Everybody needs Artificial Intelligence
Practitioners now use AI to support their work, and 92% of health insurers are using, planning to use, or actively exploring it.
For manufacturers, this raises a strategic question: if payers, providers, and patients are all turning to AI for information, is your content where AI can find it – and pull it accurately? The risk does not just add up to being overlooked, it is in fact having AI misrepresent your product because the right information was not accessible.
In the market access space, this is playing out in real time. AI can help manufacturers prepare for payer negotiations – but payers are building their own AI capabilities too. This means the healthcare sector is becoming an “AI vs AI” dynamic, and manufacturers need to account for both sides of the table.

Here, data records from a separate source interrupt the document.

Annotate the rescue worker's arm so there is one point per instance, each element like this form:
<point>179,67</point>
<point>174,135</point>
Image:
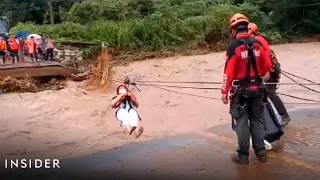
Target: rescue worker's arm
<point>117,100</point>
<point>229,69</point>
<point>265,62</point>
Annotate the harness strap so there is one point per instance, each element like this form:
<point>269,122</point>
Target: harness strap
<point>251,59</point>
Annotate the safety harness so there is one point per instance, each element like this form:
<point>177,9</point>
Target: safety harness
<point>244,84</point>
<point>275,71</point>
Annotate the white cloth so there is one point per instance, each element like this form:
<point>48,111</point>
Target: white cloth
<point>126,116</point>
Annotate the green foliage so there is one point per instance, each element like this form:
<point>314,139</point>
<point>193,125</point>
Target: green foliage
<point>157,24</point>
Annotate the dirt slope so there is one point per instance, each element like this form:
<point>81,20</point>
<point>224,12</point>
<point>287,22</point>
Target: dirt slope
<point>73,122</point>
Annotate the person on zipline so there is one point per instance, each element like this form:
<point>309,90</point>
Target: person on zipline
<point>274,76</point>
<point>247,63</point>
<point>127,103</point>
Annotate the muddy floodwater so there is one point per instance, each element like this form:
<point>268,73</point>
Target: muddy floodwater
<point>73,122</point>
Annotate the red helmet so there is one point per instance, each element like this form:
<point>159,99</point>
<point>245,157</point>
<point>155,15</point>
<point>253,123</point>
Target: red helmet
<point>238,19</point>
<point>253,27</point>
<point>121,87</point>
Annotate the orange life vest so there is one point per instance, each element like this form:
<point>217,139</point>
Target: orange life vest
<point>3,45</point>
<point>14,45</point>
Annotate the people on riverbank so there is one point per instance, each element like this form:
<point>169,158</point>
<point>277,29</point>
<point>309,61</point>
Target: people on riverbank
<point>3,49</point>
<point>49,49</point>
<point>14,46</point>
<point>32,46</point>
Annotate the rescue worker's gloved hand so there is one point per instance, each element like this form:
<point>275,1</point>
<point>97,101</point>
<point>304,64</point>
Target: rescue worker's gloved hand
<point>225,98</point>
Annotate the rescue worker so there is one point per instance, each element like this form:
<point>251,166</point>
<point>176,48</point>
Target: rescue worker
<point>127,103</point>
<point>49,49</point>
<point>21,48</point>
<point>32,46</point>
<point>3,49</point>
<point>14,47</point>
<point>247,63</point>
<point>273,78</point>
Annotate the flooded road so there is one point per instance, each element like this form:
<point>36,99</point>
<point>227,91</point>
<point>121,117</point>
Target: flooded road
<point>203,155</point>
<point>74,122</point>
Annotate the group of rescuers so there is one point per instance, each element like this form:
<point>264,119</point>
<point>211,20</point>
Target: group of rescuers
<point>13,48</point>
<point>249,63</point>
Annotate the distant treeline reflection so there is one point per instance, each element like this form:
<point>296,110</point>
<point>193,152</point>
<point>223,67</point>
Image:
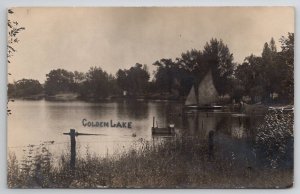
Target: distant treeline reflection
<point>264,77</point>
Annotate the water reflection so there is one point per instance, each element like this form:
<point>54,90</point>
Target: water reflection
<point>35,121</point>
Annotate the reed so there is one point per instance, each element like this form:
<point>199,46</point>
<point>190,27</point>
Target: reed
<point>183,162</point>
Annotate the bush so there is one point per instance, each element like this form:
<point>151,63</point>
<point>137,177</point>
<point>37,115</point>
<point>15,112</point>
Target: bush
<point>275,137</point>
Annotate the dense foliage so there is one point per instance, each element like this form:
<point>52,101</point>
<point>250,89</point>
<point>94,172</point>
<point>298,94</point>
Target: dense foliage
<point>267,78</point>
<point>275,137</point>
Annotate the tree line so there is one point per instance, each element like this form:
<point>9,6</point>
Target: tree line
<point>262,78</point>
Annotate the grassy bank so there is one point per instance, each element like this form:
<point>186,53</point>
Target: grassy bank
<point>180,163</point>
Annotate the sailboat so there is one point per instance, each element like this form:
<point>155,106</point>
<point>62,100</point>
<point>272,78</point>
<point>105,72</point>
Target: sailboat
<point>205,96</point>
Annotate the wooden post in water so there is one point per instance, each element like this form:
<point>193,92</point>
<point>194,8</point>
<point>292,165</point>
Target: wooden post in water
<point>73,134</point>
<point>73,148</point>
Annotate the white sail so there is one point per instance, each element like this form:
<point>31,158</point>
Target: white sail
<point>207,92</point>
<point>191,98</point>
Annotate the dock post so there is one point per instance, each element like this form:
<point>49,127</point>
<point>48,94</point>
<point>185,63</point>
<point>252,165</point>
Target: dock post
<point>73,148</point>
<point>153,121</point>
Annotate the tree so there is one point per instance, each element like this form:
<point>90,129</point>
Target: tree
<point>135,80</point>
<point>13,30</point>
<point>172,77</point>
<point>286,56</point>
<point>218,58</point>
<point>25,87</point>
<point>96,84</point>
<point>59,81</point>
<point>194,64</point>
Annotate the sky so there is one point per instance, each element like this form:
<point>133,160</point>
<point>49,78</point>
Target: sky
<point>118,38</point>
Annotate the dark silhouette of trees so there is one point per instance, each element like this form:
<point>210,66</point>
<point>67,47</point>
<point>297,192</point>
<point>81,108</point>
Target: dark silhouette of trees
<point>135,80</point>
<point>13,30</point>
<point>59,81</point>
<point>219,59</point>
<point>24,88</point>
<point>271,73</point>
<point>286,58</point>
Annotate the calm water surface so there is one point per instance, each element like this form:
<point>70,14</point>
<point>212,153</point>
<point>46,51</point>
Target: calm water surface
<point>34,122</point>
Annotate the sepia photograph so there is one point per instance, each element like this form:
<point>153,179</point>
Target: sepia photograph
<point>150,97</point>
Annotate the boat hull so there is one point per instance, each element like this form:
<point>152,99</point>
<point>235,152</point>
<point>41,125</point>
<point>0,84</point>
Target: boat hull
<point>196,107</point>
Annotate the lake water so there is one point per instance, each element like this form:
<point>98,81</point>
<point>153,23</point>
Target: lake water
<point>34,122</point>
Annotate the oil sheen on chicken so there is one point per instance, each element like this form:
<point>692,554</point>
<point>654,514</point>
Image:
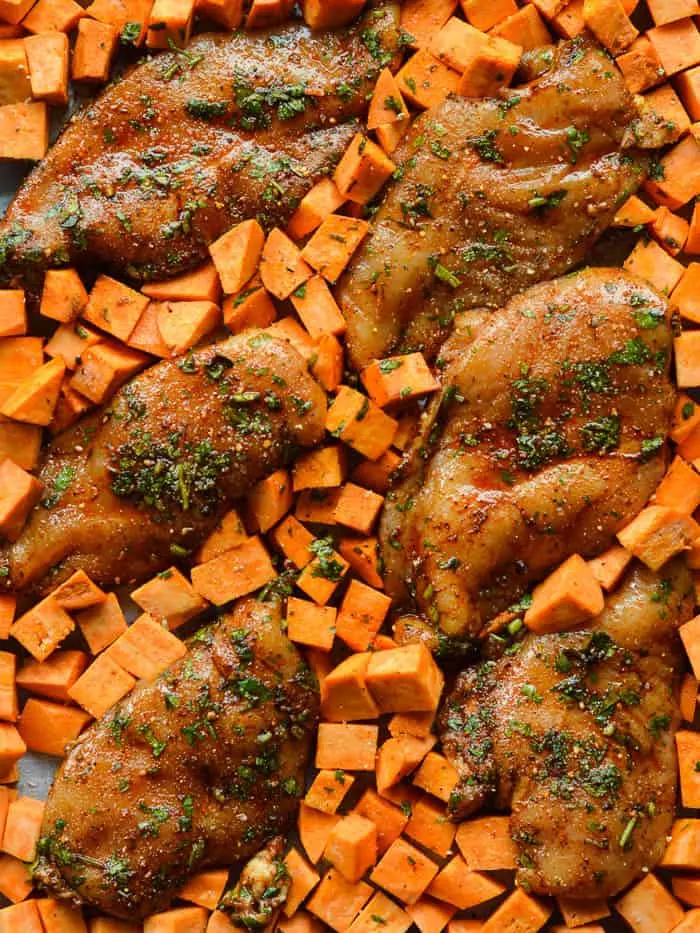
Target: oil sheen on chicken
<point>575,733</point>
<point>197,769</point>
<point>492,197</point>
<point>193,141</point>
<point>549,437</point>
<point>141,483</point>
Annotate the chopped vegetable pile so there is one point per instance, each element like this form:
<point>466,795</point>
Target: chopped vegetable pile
<point>390,859</point>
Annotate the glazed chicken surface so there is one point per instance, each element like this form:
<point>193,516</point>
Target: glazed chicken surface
<point>548,437</point>
<point>575,733</point>
<point>144,480</point>
<point>197,769</point>
<point>193,141</point>
<point>492,196</point>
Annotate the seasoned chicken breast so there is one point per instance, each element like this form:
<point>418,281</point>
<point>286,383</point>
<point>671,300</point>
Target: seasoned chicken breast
<point>198,769</point>
<point>549,436</point>
<point>492,196</point>
<point>574,732</point>
<point>192,141</point>
<point>143,481</point>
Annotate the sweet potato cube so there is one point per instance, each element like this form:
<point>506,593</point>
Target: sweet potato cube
<point>309,624</point>
<point>650,906</point>
<point>651,262</point>
<point>170,21</point>
<point>282,269</point>
<point>95,48</point>
<point>102,685</point>
<point>24,131</point>
<point>102,624</point>
<point>47,55</point>
<point>252,307</point>
<point>35,398</point>
<point>519,911</point>
<point>182,324</point>
<point>404,871</point>
<point>269,501</point>
<point>361,615</point>
<point>398,378</point>
<point>686,295</point>
<point>146,649</point>
<point>22,828</point>
<point>657,534</point>
<point>678,180</point>
<point>314,828</point>
<point>48,728</point>
<point>303,880</point>
<point>609,566</point>
<point>104,367</point>
<point>13,315</point>
<point>352,846</point>
<point>64,296</point>
<point>405,680</point>
<point>331,247</point>
<point>234,573</point>
<point>323,199</point>
<point>317,308</point>
<point>344,693</point>
<point>237,253</point>
<point>430,827</point>
<point>19,493</point>
<point>486,843</point>
<point>426,82</point>
<point>169,597</point>
<point>458,885</point>
<point>328,790</point>
<point>349,747</point>
<point>360,423</point>
<point>78,592</point>
<point>294,541</point>
<point>53,678</point>
<point>363,170</point>
<point>610,24</point>
<point>336,901</point>
<point>569,596</point>
<point>114,307</point>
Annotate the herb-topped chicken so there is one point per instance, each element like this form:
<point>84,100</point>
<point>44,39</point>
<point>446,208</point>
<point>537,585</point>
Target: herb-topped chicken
<point>192,141</point>
<point>146,479</point>
<point>574,732</point>
<point>198,769</point>
<point>492,196</point>
<point>549,437</point>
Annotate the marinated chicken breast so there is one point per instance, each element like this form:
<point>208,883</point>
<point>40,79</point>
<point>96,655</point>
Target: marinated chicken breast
<point>198,769</point>
<point>550,435</point>
<point>575,733</point>
<point>492,196</point>
<point>134,486</point>
<point>192,141</point>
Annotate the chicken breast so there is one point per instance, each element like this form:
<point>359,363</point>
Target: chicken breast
<point>549,436</point>
<point>198,769</point>
<point>492,196</point>
<point>574,732</point>
<point>132,487</point>
<point>191,142</point>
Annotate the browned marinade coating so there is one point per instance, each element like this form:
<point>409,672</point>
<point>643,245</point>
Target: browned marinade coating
<point>574,732</point>
<point>198,769</point>
<point>492,196</point>
<point>192,141</point>
<point>550,435</point>
<point>140,483</point>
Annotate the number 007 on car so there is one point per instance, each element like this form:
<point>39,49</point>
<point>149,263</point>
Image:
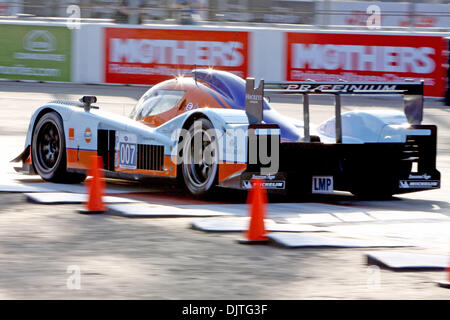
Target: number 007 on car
<point>127,148</point>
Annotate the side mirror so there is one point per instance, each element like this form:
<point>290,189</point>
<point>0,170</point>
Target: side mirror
<point>87,101</point>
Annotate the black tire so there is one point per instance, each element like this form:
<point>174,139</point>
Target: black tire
<point>48,150</point>
<point>199,170</point>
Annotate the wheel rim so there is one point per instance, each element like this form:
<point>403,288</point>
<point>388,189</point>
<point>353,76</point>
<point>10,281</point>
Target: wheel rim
<point>48,146</point>
<point>200,165</point>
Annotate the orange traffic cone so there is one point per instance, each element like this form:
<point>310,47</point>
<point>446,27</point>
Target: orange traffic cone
<point>257,200</point>
<point>95,187</point>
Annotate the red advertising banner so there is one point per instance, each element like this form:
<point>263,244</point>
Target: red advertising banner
<point>362,57</point>
<point>148,56</point>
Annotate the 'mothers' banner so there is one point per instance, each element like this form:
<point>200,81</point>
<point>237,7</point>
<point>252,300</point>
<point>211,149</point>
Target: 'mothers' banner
<point>358,57</point>
<point>148,56</point>
<point>35,52</point>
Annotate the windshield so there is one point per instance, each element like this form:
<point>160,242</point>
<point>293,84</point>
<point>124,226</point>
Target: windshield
<point>156,101</point>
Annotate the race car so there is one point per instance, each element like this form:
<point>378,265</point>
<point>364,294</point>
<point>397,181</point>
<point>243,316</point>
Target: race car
<point>215,129</point>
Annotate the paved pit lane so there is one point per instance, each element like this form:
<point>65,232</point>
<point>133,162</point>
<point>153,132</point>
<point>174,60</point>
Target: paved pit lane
<point>165,258</point>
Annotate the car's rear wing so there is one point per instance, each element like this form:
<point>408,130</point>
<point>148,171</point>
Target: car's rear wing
<point>412,97</point>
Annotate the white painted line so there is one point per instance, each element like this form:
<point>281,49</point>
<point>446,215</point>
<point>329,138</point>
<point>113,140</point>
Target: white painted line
<point>313,218</point>
<point>407,215</point>
<point>156,211</point>
<point>241,224</point>
<point>402,260</point>
<point>67,198</point>
<point>299,240</point>
<point>354,217</point>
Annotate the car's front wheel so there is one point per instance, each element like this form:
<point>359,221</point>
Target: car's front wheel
<point>200,158</point>
<point>48,150</point>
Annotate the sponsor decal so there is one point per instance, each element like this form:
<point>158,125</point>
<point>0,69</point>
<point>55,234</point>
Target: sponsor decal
<point>423,176</point>
<point>271,185</point>
<point>88,135</point>
<point>418,184</point>
<point>270,181</point>
<point>126,150</point>
<point>322,184</point>
<point>362,58</point>
<point>148,56</point>
<point>71,133</point>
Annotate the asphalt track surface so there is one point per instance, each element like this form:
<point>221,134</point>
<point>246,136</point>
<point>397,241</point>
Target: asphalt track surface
<point>165,259</point>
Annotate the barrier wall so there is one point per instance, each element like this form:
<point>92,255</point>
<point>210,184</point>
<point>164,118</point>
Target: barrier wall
<point>137,54</point>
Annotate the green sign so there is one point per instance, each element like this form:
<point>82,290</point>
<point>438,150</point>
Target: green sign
<point>35,52</point>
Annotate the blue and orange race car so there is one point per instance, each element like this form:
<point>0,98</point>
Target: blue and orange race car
<point>215,129</point>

The session “Charting the AI Path: Current Trends, Status Quo, and Future Outlook for Payers and Providers”, led by Joe DePinto (McKesson), Bret Paulson (Otsuka), and Muna Tuna (Ernst & Young) highlighted high-value use cases worth watching including:
- Shortening diagnosis timelines. Patients often see multiple HCPs, clinics, and hospitals before getting answers. Payers sit on data that could identify patterns earlier – and AI can help connect those dots to accelerate intervention
- Dynamic patient journey mapping. There is no single patient journey – realistically, there are dozens or hundreds. AI can model that complexity and surface where patients face decisions or barriers, helping manufacturers to show up at meaningful moments
- Longitudinal follow-up for gene therapies. Patients need to be tracked for 15 years post-treatment – across state lines, provider changes, and health system shifts. AI offers a path to maintain continuity and learn from long-term clinical outcomes
Conclusion
Asembia 2026 enabled us to explore the specialty pharmacy industry from multiple angles. We saw the challenges, possible solutions and issues that will define healthcare’s future. AI touched all sectors and is reshaping how every stakeholder operates. Equally important though was the whole problem of access – patient access and biosimilar, cell and gene therapy access. Solving all of this is a work in progress for various sectors and we are already looking at possible solutions.